Any transaction between the parties, even if in the form of an unconditional contract to
sell or when if in the form of present sale, is excluded from the sale of goods if the parties to
the transaction intended that the transaction operate only as a security transaction but the
provision on sales will govern the general sales aspects of such transaction.(Ibid., p.176.)

(2) Ascertained goods means goods that are identified and agreed upon as forming
the subject matter of the bargain. They are “specific” if they are identified and agreed upon at
the time the contract of sale is made. If identification takes place afterward, the goods are
specified but not specific. Existing goods (owned or possessed by the seller) may or not be
specific. Future goods (to be manufactured or acquired by the seller after the making of the
contract to sell) cannot be specific. (Ibid., pp. 101-102.)

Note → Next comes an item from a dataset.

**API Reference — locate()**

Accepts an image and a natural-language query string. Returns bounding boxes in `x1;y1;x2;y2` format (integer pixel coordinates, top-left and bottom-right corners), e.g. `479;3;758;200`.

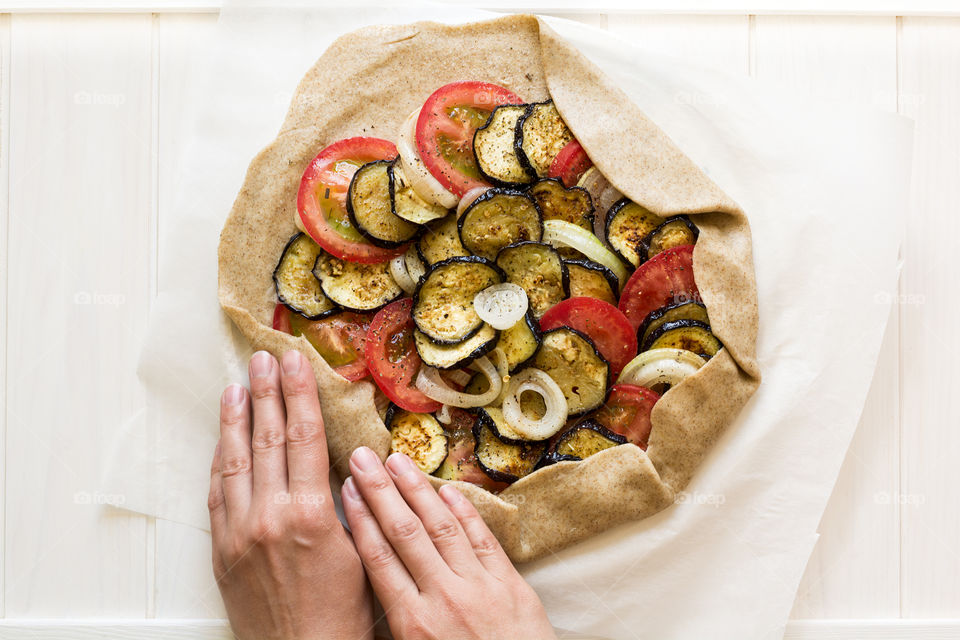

Art. 1637. The provisions of this Title are subject to the rules laid down by the
Mortgage Law and the Land Registration Law with regard to immovable property.

Sale of immovable subject to registration law.

Under the Spanish Mortgage Law and the Land Registration Law, the registration of
documents or titles pertaining to immovable property is the operative act that binds the
property and serves as constructive notice to the public. This means that the rights of third
persons are not adversely affected by the sale of immovable property until after its
registration.

The Spanish Mortgage Law has been discontinued by Presidential Decree No. 892.
This discontinuance was reiterated in Presidential Decree No. 1529, the Property Registration
Decree, which superseded Act No. 496, as amended, the Land Registration Law. Under the
decree, “no deed, mortgage, lease or other voluntary instrument, except the will purporting to
convey or affect registered land shall take effect as a conveyance or bind the land, but shall
operate only as a contract between the parties and as evidence of authority to the Register of
Deeds to make registration. The act of registration shall be the operative act to convey or
affect the land insofar as third persons are concerned.” (Sec. 51 thereof.)”The registration shall
be made in the office of the Register of Deeds for the province or city where the land lies.”